Enquanto no caso da devassa da vida privada o procedimento depende sempre da queixa, isso já não acontece nos crimes de violência doméstica. “O problema é que depois as pessoas podem chegar lá e dizer que deram consentimento a tudo”, lamenta Pedro Duro.

Qual o desfecho dos casos em tribunal?

“Tendencialmente, a nível sancionatório, o que se tem passado é a opção por penas de multa ou penas suspensas”, responde Pedro Freitas, ainda que considere que “provavelmente justificar-se-ia um agravamento das sanções aplicáveis”.

Então porque não são aplicadas penas efectivas?

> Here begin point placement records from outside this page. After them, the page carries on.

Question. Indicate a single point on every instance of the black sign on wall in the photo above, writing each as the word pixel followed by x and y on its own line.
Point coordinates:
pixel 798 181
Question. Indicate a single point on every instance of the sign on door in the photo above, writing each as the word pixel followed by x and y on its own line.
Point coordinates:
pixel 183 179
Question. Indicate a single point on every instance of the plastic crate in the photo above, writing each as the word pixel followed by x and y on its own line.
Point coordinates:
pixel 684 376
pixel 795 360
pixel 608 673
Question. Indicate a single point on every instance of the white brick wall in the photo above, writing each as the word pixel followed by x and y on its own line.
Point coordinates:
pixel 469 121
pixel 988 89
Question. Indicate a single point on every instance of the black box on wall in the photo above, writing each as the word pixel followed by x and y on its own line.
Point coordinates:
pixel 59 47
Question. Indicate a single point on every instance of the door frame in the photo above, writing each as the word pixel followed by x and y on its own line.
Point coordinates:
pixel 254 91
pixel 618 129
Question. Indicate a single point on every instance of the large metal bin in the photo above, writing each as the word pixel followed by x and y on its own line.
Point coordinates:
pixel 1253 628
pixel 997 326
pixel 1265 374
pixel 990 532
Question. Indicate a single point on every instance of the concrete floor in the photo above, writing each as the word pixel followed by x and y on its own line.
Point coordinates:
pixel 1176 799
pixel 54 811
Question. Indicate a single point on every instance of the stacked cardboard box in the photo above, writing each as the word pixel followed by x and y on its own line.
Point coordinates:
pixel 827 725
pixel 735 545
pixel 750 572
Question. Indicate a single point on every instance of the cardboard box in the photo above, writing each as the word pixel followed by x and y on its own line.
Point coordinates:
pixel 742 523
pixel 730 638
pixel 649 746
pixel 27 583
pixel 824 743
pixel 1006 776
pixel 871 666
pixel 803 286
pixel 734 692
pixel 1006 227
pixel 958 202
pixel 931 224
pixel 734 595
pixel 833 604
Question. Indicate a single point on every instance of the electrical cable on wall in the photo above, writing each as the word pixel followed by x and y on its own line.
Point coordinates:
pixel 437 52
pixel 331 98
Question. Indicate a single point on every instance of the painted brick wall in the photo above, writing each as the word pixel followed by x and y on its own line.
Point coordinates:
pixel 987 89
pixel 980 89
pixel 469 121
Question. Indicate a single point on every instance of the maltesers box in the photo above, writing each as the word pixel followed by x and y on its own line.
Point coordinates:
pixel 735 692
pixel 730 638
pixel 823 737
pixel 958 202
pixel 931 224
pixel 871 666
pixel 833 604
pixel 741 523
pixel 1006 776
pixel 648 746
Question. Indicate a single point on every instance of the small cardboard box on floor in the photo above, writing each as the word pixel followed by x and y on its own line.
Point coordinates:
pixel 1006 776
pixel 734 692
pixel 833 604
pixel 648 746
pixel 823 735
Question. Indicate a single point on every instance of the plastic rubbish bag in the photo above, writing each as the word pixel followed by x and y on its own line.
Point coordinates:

A questão “não é nova”, sublinha o professor, e estende-se ao sistema penal em si. “O drama estatal é no sentido de tentar reintegrar as pessoas na sociedade e, nessa medida, não faz muito sentido colocá-las em estabelecimentos prisionais, sobretudo quando toca a crimes mais leves, porque o efeito que decorre dessa aplicação da pena de prisão pode ser até contraproducente”, argumenta.

Porém, o docente admite que isso pode levar a que haja “uma descrença no sistema de justiça penal” e que se traduza em que as vítimas não apresentem queixa, criando um sentimento de que “a justiça não é feita”.

A experiência de Ricardo Estrela diz-lhe que “ainda há muito por fazer em Portugal” e que existem “poucas decisões disponíveis ao nível da jurisprudência”. A mesma experiência também lhe mostra que “as pessoas preferem muito mais soluções no imediato”, pelo menos que “dêem a sensação de que o problema foi resolvido” – ou seja, as vítimas, se acharem que o conteúdo foi retirado do ar, “muitas vezes já ficam satisfeitas e não andam para a frente com as queixas”, o que o técnico da APAV lamenta. 

O responsável reconhece que “por uma falta de meios ou procedimentos internos nas polícias” a recolha de provas e a partilha de informações entre autoridades, mesmo a nível internacional, “não são tão céleres quanto deveriam ser”.

Por sua vez, Pedro Duro considera que “ainda que as pessoas consigam uma vitória de Pirro que é a condenação, no final, nesta sociedade mais ou menos hipócrita que acha que as pessoas não têm vida sexual, acabam por ficar com o nome manchado por essas imagens terem sido divulgadas, quer a nível pessoal, quer profissional”.